Dawkins vs. O'Reilly

   Richard Dawkins is out promoting his new book, "The Magic of Reality," and, for some reason, he was doing so on the O'Reilly Factor. (I'm not sure who he thinks, out of those viewers, is actually going to buy the book.) I have only seen the clips of the interview that are in the TYT video below, but what is there is pretty good. Cenk makes some great points, but there are things I want to add below the fold.




Clip 1: O'Reilly apparently accuses Dawkins of mocking God. O'Reilly's comments about "it says these things are myths, they're not really true" doesn't make a whole lot of sense here. As Dawkins points out, the book includes Aztec myths, Egyptian myths, etc. Is O'Reilly upset that Dawkins is calling those stories myths? Likely not. O'Reilly is really only upset about Dawkins including myths of Abrahamic religions like Christianity. This is known as special pleading. Additionally, O'Reilly's comment about getting the kids to think "you are an idiot to believe in God" falls in a similar category. Does he think the Aztec's were idiots for worshiping the sun? (Oh, wait, this is Bill "sun goes up, sun goes down" O'Reilly we're talking about, so maybe not.) It's always amusing watching theists be OK with criticisms of other religions, but then getting upset when theirs is criticized. (Anyone remember the Isaac Hayes incident with South Park? Perfect example.)
   Otherwise, Cenk has great comments on how atheists don't think theists are stupid. Uninformed? Probably, but that's unrelated to intelligence/stupidity. A little education can fix that.

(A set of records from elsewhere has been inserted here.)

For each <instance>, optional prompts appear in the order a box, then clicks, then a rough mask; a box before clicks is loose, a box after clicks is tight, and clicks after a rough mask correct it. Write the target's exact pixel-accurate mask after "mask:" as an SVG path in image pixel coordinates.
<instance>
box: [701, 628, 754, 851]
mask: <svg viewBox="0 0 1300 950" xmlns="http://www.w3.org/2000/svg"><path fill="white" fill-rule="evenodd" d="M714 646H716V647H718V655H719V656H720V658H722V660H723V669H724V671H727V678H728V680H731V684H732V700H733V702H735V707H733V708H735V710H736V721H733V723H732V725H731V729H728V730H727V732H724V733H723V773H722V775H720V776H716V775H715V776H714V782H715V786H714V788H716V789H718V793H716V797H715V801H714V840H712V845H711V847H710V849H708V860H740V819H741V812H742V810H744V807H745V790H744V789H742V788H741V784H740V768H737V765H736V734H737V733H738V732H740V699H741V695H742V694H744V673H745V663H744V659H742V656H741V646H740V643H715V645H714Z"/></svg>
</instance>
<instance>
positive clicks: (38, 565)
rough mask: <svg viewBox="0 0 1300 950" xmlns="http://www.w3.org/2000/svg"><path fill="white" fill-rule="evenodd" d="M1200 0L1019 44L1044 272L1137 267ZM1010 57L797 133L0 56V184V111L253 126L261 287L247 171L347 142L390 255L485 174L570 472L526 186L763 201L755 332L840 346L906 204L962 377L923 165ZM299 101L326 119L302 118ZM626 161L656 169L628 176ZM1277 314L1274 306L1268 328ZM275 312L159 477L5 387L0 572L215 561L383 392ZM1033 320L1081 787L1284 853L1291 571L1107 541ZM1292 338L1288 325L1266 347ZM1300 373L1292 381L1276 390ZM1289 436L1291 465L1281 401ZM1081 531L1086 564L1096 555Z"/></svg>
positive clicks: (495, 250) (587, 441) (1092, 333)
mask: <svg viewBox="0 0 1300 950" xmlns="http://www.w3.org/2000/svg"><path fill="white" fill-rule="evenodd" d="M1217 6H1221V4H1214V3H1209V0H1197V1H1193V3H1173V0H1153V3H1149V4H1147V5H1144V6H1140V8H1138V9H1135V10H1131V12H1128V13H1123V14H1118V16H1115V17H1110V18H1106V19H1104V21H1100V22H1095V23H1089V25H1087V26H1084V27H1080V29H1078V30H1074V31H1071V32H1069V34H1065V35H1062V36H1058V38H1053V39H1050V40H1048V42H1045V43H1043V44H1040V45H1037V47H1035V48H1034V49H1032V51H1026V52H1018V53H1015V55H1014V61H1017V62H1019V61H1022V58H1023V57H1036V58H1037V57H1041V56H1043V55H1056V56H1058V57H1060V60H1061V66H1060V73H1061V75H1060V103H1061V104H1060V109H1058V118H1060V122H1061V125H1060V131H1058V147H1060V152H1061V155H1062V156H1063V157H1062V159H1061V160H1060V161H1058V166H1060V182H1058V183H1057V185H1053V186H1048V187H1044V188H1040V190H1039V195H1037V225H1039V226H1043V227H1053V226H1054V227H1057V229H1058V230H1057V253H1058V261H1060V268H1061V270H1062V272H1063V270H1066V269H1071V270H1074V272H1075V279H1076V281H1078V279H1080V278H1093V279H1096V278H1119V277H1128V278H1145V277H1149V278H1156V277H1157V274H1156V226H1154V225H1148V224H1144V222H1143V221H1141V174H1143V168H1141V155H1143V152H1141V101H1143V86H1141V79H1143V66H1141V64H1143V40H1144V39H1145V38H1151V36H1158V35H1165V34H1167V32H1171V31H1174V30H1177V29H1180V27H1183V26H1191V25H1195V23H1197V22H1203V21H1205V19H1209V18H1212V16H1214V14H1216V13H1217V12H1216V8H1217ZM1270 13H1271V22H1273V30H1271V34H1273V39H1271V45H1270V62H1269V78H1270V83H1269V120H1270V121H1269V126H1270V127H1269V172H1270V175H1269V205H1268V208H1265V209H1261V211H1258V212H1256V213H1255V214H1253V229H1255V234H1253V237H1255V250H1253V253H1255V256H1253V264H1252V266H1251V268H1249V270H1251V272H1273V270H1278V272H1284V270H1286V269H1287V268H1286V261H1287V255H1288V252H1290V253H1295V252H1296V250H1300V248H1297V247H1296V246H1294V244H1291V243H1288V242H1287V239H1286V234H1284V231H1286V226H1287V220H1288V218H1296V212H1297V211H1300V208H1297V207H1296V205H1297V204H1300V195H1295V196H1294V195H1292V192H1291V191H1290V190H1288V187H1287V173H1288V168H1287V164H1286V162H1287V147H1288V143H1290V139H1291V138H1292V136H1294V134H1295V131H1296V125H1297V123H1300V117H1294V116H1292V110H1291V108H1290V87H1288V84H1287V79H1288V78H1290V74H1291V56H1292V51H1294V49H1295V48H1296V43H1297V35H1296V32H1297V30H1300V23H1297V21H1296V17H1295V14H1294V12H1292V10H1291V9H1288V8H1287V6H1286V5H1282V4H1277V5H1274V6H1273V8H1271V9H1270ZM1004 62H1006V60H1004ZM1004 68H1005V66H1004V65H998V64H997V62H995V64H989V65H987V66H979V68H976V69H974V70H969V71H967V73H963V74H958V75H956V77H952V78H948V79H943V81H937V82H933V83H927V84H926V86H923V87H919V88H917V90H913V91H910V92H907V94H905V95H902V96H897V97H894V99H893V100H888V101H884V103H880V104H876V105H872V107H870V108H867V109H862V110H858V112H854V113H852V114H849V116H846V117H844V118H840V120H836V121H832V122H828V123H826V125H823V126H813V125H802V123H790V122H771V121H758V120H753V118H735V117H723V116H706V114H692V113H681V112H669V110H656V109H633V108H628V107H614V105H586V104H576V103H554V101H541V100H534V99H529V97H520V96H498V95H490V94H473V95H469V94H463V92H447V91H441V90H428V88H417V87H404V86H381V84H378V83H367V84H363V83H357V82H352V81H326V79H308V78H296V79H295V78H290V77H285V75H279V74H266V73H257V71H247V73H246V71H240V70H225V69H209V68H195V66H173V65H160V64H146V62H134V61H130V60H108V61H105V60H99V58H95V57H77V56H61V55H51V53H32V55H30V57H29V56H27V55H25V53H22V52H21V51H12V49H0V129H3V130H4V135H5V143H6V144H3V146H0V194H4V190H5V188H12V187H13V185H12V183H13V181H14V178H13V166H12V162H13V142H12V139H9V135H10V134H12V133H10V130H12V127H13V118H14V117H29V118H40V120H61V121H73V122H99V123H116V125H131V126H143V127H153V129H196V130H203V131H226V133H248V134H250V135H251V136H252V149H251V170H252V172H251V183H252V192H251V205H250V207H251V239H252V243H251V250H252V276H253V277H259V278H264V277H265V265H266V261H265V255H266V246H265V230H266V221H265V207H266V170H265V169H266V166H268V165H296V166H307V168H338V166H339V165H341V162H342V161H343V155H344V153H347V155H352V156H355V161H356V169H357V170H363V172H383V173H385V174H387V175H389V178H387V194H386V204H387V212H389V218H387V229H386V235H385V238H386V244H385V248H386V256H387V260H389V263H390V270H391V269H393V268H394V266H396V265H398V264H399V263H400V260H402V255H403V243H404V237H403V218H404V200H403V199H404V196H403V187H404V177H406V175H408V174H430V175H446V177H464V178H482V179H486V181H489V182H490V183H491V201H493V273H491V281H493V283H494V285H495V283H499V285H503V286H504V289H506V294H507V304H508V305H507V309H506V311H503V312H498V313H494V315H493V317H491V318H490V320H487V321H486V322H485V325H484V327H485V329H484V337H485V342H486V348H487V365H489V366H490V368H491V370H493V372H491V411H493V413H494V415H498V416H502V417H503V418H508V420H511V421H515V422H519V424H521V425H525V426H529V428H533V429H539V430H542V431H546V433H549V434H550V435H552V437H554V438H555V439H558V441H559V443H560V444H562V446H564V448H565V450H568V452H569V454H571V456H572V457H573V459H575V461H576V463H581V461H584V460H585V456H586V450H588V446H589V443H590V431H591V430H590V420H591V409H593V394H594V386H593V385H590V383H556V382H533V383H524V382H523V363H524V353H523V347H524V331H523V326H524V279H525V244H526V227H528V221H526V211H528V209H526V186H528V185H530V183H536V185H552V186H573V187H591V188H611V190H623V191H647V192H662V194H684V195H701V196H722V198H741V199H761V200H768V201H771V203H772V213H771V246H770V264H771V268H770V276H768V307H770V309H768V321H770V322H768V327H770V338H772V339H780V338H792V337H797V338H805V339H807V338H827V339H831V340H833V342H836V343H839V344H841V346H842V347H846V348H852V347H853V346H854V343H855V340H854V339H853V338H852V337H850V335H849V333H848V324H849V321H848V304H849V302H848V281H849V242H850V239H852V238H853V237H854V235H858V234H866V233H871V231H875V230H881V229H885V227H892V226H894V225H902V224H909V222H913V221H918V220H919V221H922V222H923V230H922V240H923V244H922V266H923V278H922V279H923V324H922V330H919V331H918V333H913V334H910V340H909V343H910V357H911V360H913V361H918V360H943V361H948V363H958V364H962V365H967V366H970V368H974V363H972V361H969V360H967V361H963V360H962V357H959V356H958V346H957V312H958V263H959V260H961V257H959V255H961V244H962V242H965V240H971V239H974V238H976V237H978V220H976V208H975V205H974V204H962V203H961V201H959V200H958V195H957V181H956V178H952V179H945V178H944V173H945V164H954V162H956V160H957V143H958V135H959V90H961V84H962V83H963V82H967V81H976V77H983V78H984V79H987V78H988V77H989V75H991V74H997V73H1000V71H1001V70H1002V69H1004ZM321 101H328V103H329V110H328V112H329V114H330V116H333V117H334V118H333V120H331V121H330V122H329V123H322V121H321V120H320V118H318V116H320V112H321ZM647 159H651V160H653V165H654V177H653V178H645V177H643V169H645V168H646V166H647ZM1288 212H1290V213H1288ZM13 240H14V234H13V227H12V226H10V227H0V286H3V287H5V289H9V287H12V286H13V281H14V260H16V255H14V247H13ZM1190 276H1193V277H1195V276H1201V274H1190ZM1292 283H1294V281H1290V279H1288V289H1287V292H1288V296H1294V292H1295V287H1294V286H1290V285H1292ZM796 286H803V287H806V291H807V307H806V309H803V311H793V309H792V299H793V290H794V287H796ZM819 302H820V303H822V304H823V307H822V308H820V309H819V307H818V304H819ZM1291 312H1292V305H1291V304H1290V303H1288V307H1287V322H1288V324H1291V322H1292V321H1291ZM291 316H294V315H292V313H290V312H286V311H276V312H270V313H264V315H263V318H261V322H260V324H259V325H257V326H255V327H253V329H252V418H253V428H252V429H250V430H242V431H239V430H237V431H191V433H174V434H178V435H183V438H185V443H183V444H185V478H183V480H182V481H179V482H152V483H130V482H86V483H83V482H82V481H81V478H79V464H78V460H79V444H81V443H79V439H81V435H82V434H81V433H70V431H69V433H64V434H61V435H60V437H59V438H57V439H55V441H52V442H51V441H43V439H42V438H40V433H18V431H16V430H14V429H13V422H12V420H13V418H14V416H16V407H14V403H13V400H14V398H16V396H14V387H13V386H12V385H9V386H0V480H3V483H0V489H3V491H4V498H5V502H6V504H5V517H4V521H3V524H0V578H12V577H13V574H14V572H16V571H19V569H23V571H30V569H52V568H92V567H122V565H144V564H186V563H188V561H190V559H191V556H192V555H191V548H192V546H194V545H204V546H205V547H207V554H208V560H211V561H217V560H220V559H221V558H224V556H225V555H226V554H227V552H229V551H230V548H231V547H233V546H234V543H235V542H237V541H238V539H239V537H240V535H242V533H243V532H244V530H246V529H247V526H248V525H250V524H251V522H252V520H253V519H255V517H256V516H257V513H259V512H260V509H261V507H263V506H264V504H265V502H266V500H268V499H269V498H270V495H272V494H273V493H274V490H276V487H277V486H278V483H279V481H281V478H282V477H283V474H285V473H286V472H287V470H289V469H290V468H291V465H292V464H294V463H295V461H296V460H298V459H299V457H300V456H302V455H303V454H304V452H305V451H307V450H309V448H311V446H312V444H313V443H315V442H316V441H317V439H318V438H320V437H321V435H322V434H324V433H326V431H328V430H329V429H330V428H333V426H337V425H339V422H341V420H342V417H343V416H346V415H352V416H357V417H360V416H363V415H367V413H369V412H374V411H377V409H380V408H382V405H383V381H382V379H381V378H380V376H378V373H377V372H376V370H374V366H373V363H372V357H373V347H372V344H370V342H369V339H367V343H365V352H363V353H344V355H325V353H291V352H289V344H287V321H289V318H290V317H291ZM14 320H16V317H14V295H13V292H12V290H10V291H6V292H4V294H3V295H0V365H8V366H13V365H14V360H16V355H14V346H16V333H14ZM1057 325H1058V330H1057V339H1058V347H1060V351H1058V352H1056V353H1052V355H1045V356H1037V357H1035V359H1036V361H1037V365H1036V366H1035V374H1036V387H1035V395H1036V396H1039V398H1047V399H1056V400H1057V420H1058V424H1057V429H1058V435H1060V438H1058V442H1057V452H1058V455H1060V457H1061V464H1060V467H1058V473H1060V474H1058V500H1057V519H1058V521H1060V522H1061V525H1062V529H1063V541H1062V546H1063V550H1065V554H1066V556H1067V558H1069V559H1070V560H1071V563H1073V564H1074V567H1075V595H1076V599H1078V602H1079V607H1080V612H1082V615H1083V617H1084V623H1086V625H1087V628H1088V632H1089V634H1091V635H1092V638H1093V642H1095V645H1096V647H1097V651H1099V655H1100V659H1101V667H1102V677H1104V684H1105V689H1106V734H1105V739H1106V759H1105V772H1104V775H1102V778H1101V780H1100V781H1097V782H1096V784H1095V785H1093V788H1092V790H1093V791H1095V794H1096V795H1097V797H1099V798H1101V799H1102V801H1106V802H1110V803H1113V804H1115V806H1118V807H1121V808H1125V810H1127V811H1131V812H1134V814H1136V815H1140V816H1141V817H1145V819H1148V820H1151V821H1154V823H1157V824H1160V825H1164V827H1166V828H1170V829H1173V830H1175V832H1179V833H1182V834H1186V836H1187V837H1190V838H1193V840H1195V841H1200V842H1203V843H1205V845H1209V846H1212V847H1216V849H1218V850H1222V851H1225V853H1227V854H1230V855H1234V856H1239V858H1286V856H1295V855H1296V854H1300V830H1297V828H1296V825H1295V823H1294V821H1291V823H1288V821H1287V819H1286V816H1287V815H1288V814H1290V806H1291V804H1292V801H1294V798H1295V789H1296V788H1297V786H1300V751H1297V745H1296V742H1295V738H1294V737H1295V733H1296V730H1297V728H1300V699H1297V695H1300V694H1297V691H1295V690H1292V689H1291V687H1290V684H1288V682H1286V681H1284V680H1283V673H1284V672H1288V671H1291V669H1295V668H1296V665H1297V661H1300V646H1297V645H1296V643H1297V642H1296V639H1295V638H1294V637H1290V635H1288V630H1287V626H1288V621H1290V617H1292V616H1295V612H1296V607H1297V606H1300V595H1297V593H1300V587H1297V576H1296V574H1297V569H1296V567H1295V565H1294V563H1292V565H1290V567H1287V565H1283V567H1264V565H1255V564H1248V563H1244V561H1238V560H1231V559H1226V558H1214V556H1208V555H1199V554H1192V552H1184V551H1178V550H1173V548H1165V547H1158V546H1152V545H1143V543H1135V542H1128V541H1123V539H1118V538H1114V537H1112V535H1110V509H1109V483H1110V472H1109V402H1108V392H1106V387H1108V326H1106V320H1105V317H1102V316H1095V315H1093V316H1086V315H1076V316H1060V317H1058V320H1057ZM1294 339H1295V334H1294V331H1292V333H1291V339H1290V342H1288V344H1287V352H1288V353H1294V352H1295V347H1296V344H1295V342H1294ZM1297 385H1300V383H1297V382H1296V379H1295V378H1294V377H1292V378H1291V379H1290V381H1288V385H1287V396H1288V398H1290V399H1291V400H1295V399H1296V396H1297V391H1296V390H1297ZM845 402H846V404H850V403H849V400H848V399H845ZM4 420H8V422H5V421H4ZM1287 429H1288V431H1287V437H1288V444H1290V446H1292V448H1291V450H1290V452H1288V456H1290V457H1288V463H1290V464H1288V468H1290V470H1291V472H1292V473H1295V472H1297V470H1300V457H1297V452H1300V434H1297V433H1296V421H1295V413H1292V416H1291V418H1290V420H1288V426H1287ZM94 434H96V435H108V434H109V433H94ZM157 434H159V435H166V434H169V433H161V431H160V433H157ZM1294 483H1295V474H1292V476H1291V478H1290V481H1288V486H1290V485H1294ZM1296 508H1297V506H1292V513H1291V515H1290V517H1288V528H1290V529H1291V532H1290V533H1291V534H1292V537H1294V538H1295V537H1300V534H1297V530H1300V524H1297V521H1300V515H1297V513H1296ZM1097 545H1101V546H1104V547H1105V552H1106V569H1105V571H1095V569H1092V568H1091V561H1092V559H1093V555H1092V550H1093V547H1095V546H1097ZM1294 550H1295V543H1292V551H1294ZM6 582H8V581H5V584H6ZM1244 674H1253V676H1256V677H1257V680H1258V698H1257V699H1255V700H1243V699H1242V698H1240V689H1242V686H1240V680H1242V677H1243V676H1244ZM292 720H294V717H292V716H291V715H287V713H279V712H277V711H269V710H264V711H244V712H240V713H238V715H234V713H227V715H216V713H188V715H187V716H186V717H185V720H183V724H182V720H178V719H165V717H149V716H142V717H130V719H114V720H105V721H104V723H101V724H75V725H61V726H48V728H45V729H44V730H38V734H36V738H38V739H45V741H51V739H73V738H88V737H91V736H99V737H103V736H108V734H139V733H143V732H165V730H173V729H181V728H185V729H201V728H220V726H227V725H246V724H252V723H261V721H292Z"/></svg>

Clip 2: Oh, Stalin, Mao, and Pot...didn't I discuss this in a recent post? Otherwise, I think Cenk said about everything else that needs to be said on this, except for what Dawkins adds in...

Clip 3: Religion is a "constraining influence"? I'm with Cenk. Religion isn't a restraining influence. While I have not yet released my long-time-since-it-has-been-sitting-in-draft post on morality, one thing I address in there is that the Bible has both positive and negative moral commandments. For a person to only follow the positive ones and ignore the negative ones means that the person's morality must come from outside the Bible. This "constraining influence" actually works by good people looking for Biblical scripture to justify their desire to be good. In short, people doing good is in spite of the religion, not because of it. However, the same is not always true for people doing bad things. Steven Weinberg has a fitting quote for this: "Religion is an insult to human dignity. With or without it you would have good people doing good things and evil people doing evil things. But for good people to do evil things, that takes religion."

Clip 4: O'Reilly just gets bizarre on this one. Dawkins own question of "What does that have to do with the origin of the moon?" should hopefully get you thinking about how absurd O'Reilly's comments are. Cenk's response with the Dave Silverman clip is classic! And appropriate!